How Ear Infections Are Diagnosed

Doctors diagnose middle ear infections by looking at the eardrum with an otoscope, a handheld device with a light and magnifying lens. A healthy eardrum is translucent and moves easily when a small puff of air is blown against it. An infected eardrum looks red, swollen, and opaque, and it doesn’t move well because of the fluid pressing behind it. That bulging, reddened appearance is the key finding that distinguishes an active infection from fluid sitting harmlessly in the middle ear without infection, a condition called otitis media with effusion.

Clinical guidelines specify that a middle ear infection shouldn’t be diagnosed without evidence of trapped fluid. This matters because unnecessary antibiotics are a common problem, and fluid alone without signs of infection doesn’t need them.

Treatment and Recovery

Not every ear infection needs antibiotics. Many middle ear infections, particularly mild ones in children two and older, resolve on their own within a few days. Doctors sometimes recommend a “watch and wait” approach for 48 to 72 hours, treating pain with over-the-counter pain relievers while the immune system works.

When antibiotics are prescribed, duration depends on the child’s age and severity. For children two and older with non-severe infections, national guidelines recommend 5 to 7 days of antibiotics rather than the traditional 10-day course. Younger children or those with severe symptoms may still receive the longer duration. Most children feel noticeably better within the first two to three days of treatment.

Outer ear infections are treated differently, usually with antibiotic or antifungal ear drops applied directly into the canal. Keeping the ear dry during treatment speeds recovery.

Inner ear infections typically resolve without specific treatment. The main challenge is managing vertigo and nausea while the inflammation subsides.
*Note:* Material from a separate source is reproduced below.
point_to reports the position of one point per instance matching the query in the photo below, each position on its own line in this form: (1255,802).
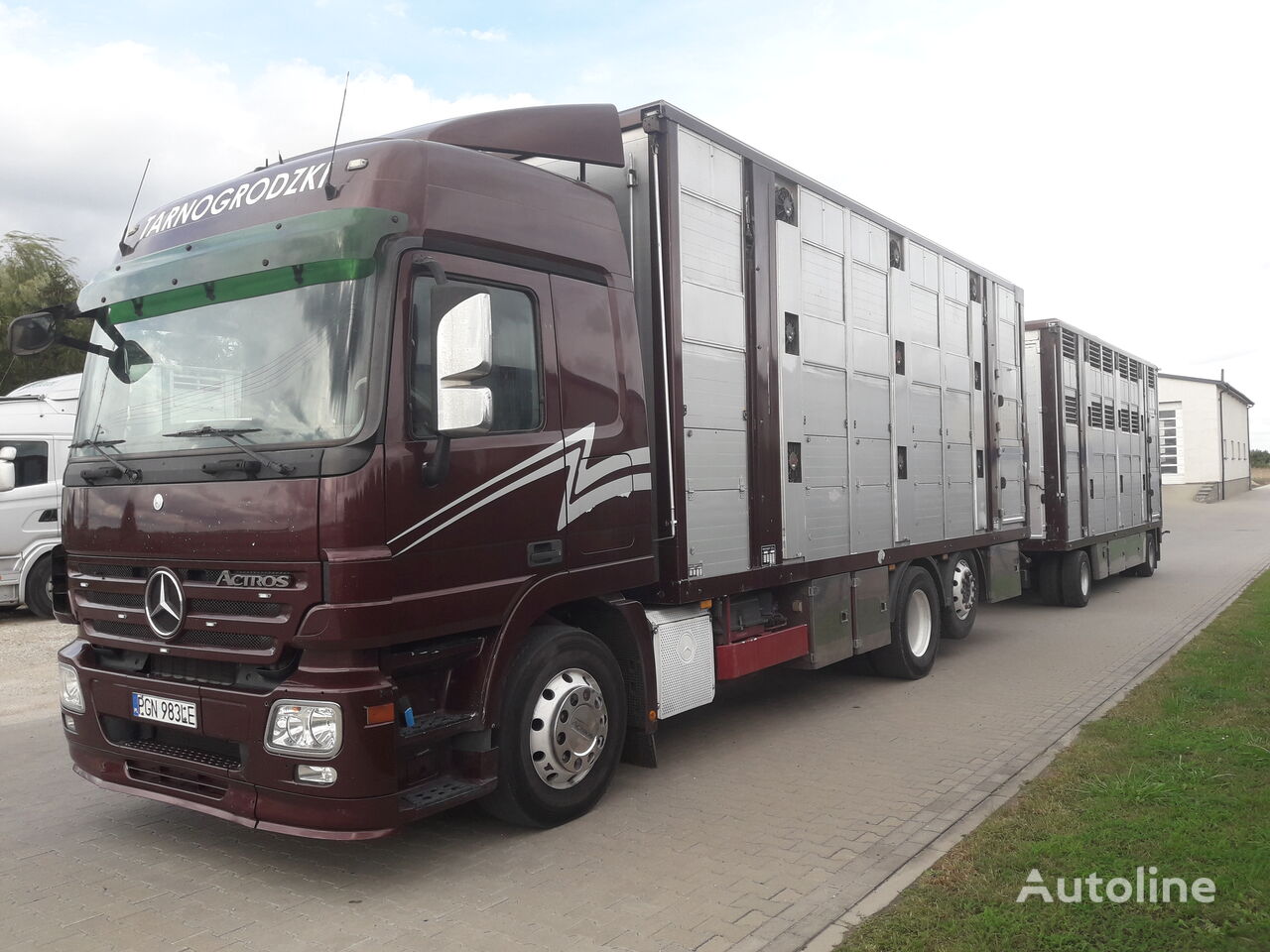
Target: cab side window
(31,465)
(516,375)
Risk Factors You Can Control

Several environmental factors increase how often children get ear infections. Exposure to cigarette smoke is one of the most studied. Children exposed to parental smoking both before and after birth have a 24% higher risk of recurrent ear infections compared to unexposed children. Smoke irritates the lining of the eustachian tube, causing it to produce excess mucus and clear bacteria less effectively.

Daycare attendance is another well-established risk factor, simply because more exposure to other children means more colds, and more colds mean more opportunities for fluid to build up behind the eardrum. Breastfeeding, on the other hand, appears protective. Breast milk contains antibodies that help fight the infections responsible for triggering ear problems. Feeding infants in an upright rather than flat position also helps prevent milk from flowing into the eustachian tube.

Complications Worth Knowing About

Most ear infections clear up completely, but complication rates range from 5% to 12.5%. The most common complication is temporary hearing loss. Fluid behind the eardrum dampens sound, causing mild hearing loss in the range of 10 to 40 decibels. That’s roughly the difference between hearing a whisper clearly and not hearing it at all. Hearing normally returns once the fluid drains, but in young children, even temporary hearing loss during critical developmental windows can delay speech and social skills.

About 15% of adolescents who had ear infections as children show hearing thresholds above 25 decibels, and research has found that subtle hearing abnormalities in areas like processing speech in noisy environments can persist long after the infections are gone.

Mastoiditis, an infection of the honeycomb-like bone behind the ear, is the most common serious complication. It happens when infection spreads from the middle ear into that bone. Symptoms include swelling and redness behind the ear, fever, and the ear being pushed forward. It requires prompt treatment, sometimes with surgery.

In rare cases, infection can spread to the inner ear, causing permanent hearing loss, persistent dizziness, or ringing in the ears. Even rarer are intracranial complications like meningitis or brain abscess, which occur when infection penetrates the thin bone separating the ear from the brain. These are uncommon with modern treatment but underscore why persistent or worsening symptoms after several days shouldn’t be ignored.